Grant Belgard: [00:35:30] What advice would you have for young entrepreneurs possibly starting a company during undergrad or grad school or whatever?

Alfredo Andere: [00:35:39] My first advice would be to not take anyone’s advice. Not anyone’s advice, but be very selective and filter out a lot of the advice you get. I like to say that all advice averages out to zero. And so I think you have to be very selective because when you’re a young startup founder, especially in biotech. Like if I had a dollar for every person who told me that I cannot start a biotech software company without a PhD, I wouldn’t have to make a startup. But it’s very discouraging to talk to people and to get everyone’s advice because most people will tell you can’t do it. And sure, the probabilities are low. But the other advice I would give is don’t do it just for the sake of doing it, because it’s really, really hard and it’s not a good life. I mean, unless this is your calling and you might not know if it is. You should probably not do this. It’s really hard to make a startup. It’s working seven days a week, 16 hours a day, every single day for the next ten years of your life. It’s really painful in many ways. You miss out on a lot unless you are convinced that this is your calling and this is what you want to do, you will not enjoy it. And so that would be my other piece of advice is don’t do it. And I like to give that advice because I think if you’re the person that’s the type of person who’s going to do it anyway, you’re going to do it anyway. But I would recommend not doing it.

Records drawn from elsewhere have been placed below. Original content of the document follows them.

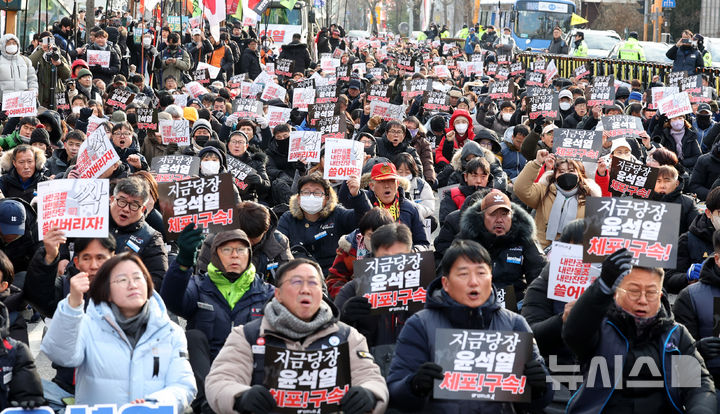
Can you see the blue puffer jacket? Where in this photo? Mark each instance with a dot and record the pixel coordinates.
(109, 371)
(416, 345)
(197, 299)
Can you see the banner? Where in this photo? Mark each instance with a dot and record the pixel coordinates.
(206, 201)
(79, 207)
(482, 365)
(648, 229)
(395, 283)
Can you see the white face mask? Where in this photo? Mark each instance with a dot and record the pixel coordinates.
(311, 204)
(210, 167)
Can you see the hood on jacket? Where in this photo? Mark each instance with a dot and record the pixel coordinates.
(3, 41)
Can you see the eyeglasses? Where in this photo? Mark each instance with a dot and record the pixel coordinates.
(124, 280)
(227, 251)
(122, 203)
(650, 295)
(308, 194)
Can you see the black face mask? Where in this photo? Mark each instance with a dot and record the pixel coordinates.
(567, 181)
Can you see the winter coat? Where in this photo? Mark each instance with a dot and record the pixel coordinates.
(156, 368)
(197, 299)
(416, 345)
(16, 71)
(320, 238)
(517, 259)
(541, 197)
(597, 327)
(232, 372)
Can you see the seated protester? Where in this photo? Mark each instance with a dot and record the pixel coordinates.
(695, 245)
(127, 321)
(128, 206)
(23, 168)
(298, 317)
(315, 221)
(475, 177)
(418, 190)
(62, 157)
(355, 246)
(678, 136)
(127, 147)
(559, 196)
(229, 294)
(512, 159)
(258, 183)
(507, 232)
(270, 248)
(624, 314)
(384, 192)
(463, 298)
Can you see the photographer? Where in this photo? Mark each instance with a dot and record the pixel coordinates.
(47, 59)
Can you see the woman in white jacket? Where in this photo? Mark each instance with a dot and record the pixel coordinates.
(124, 345)
(16, 71)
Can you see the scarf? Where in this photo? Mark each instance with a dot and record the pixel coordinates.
(290, 326)
(134, 326)
(234, 290)
(564, 210)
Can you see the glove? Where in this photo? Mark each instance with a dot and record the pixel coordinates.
(422, 382)
(256, 400)
(615, 267)
(357, 400)
(694, 272)
(709, 347)
(535, 374)
(188, 244)
(355, 309)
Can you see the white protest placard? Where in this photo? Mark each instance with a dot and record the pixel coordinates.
(343, 158)
(568, 275)
(20, 104)
(78, 206)
(96, 155)
(175, 131)
(99, 58)
(305, 144)
(675, 105)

Grant Belgard: [00:37:16] If you’re contrarian enough. Yeah, it’s rough. It’s really hard. If there’s one message you would have for our listeners about Latch, what would it be?

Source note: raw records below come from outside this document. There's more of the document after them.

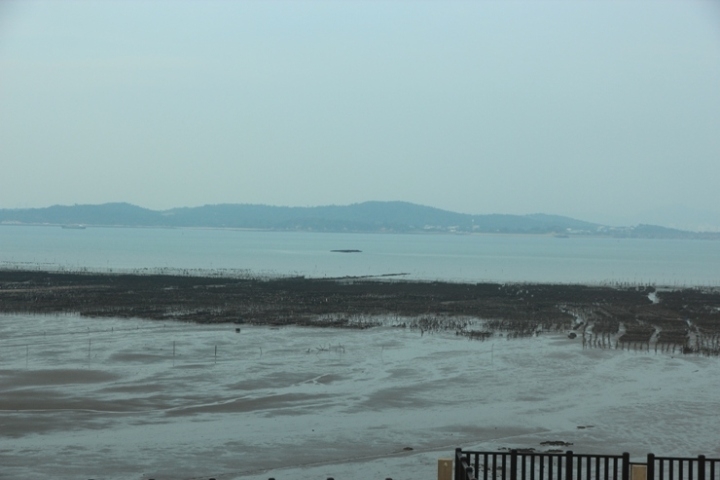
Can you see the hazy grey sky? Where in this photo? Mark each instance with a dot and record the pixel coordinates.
(600, 110)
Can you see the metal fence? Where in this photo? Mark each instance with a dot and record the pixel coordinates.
(524, 465)
(679, 468)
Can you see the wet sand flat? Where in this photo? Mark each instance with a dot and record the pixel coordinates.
(107, 398)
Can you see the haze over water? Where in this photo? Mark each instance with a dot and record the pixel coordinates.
(473, 258)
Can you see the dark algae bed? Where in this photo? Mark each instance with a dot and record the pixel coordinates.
(644, 317)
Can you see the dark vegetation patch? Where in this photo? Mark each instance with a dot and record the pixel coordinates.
(683, 319)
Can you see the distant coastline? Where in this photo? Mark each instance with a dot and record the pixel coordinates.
(368, 217)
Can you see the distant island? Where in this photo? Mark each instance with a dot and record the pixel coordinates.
(367, 217)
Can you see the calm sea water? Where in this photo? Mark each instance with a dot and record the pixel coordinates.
(504, 258)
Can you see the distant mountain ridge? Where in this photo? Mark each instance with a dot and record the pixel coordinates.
(373, 216)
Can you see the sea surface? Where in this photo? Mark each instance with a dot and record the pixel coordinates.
(472, 258)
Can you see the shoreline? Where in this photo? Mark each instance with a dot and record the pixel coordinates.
(641, 317)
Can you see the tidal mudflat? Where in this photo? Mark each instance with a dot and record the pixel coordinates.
(127, 398)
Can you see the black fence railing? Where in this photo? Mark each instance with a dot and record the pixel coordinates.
(522, 465)
(679, 468)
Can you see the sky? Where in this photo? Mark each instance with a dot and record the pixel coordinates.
(605, 111)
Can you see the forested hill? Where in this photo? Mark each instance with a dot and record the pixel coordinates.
(400, 217)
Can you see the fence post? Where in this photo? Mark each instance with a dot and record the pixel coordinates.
(458, 464)
(444, 469)
(568, 465)
(626, 466)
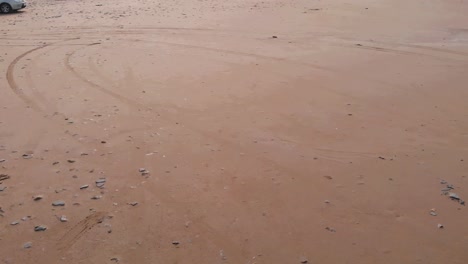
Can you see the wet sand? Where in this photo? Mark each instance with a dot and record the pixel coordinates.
(267, 132)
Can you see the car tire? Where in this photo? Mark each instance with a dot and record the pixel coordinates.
(5, 8)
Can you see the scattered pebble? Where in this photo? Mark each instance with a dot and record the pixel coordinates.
(101, 180)
(37, 197)
(4, 177)
(40, 228)
(454, 196)
(58, 203)
(27, 156)
(27, 245)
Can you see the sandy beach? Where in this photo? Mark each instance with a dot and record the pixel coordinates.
(211, 131)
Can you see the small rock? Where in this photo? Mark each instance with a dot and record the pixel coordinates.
(27, 245)
(38, 197)
(40, 228)
(27, 156)
(101, 180)
(454, 196)
(58, 203)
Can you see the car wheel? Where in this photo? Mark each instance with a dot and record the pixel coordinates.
(5, 8)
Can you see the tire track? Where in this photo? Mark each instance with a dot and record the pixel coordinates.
(115, 95)
(10, 75)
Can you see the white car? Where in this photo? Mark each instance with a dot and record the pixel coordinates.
(7, 6)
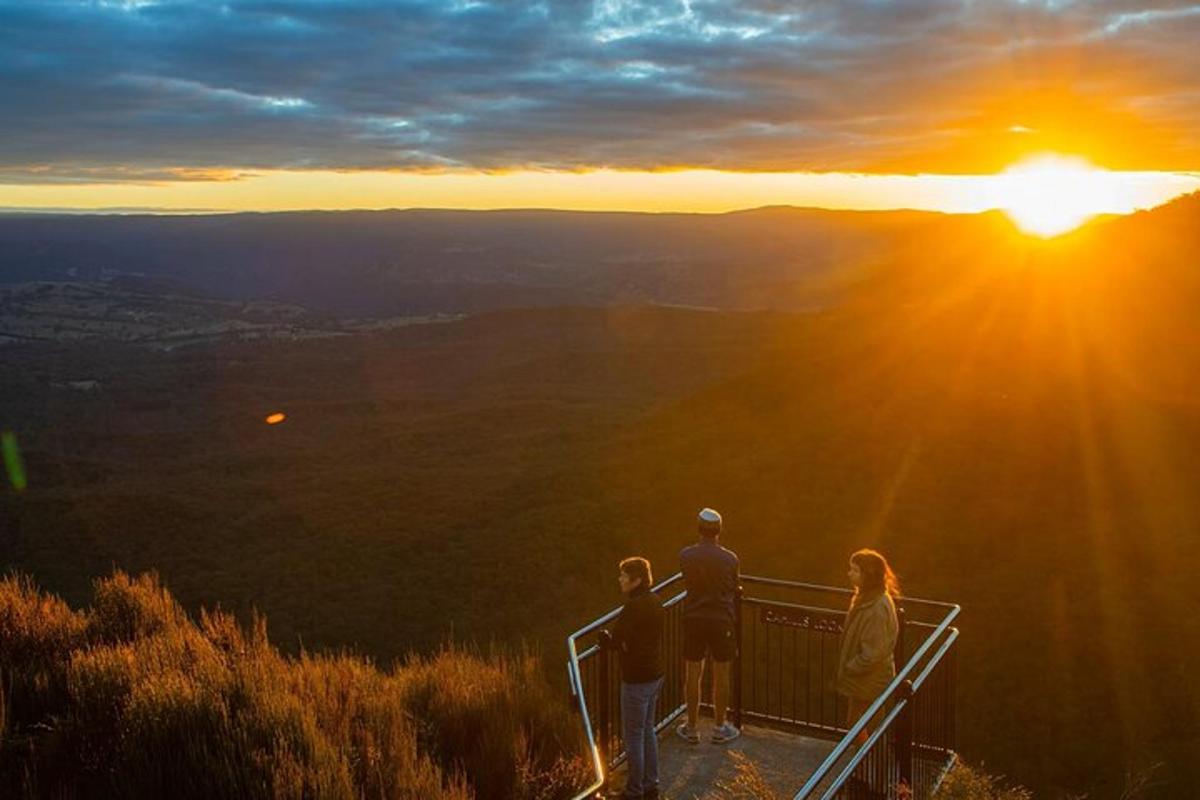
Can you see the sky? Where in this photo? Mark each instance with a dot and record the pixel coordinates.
(666, 104)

Alfredo Andere: [00:37:32] We are not a no code platform. We are a development framework for bio developers to be able to easily yes, create no code interfaces, but also to easily create other interfaces and also to easily deploy to the cloud and to easily be able to track data, traceability and all of these benefits that wrapping your code in our SDK gives you. And so we’ve been dealing a lot with that. We were initially a no code platform because we were dogfooding our own SDK and a lot of people are like, Oh, I can’t do my work in a no code platform. We know, we understand, and now we’re open sourcing our own SDK that we use to create those no code platforms to the rest of the world and hoping to get the developer community in bio to adopt it and accelerate their work and accelerate the work of their company. And so if I can say one message and you’ll hear me saying this a lot over the next coming months is Latch is not a no code platform. It is a bio development framework.

Grant Belgard: [00:38:41] Nice. Well, thank you so much for joining us today. It was great.

Alfredo Andere: [00:38:46] No, thank you Grant. Really appreciate you having me. I’m a huge fan of your work so thank you for inviting me to your podcast.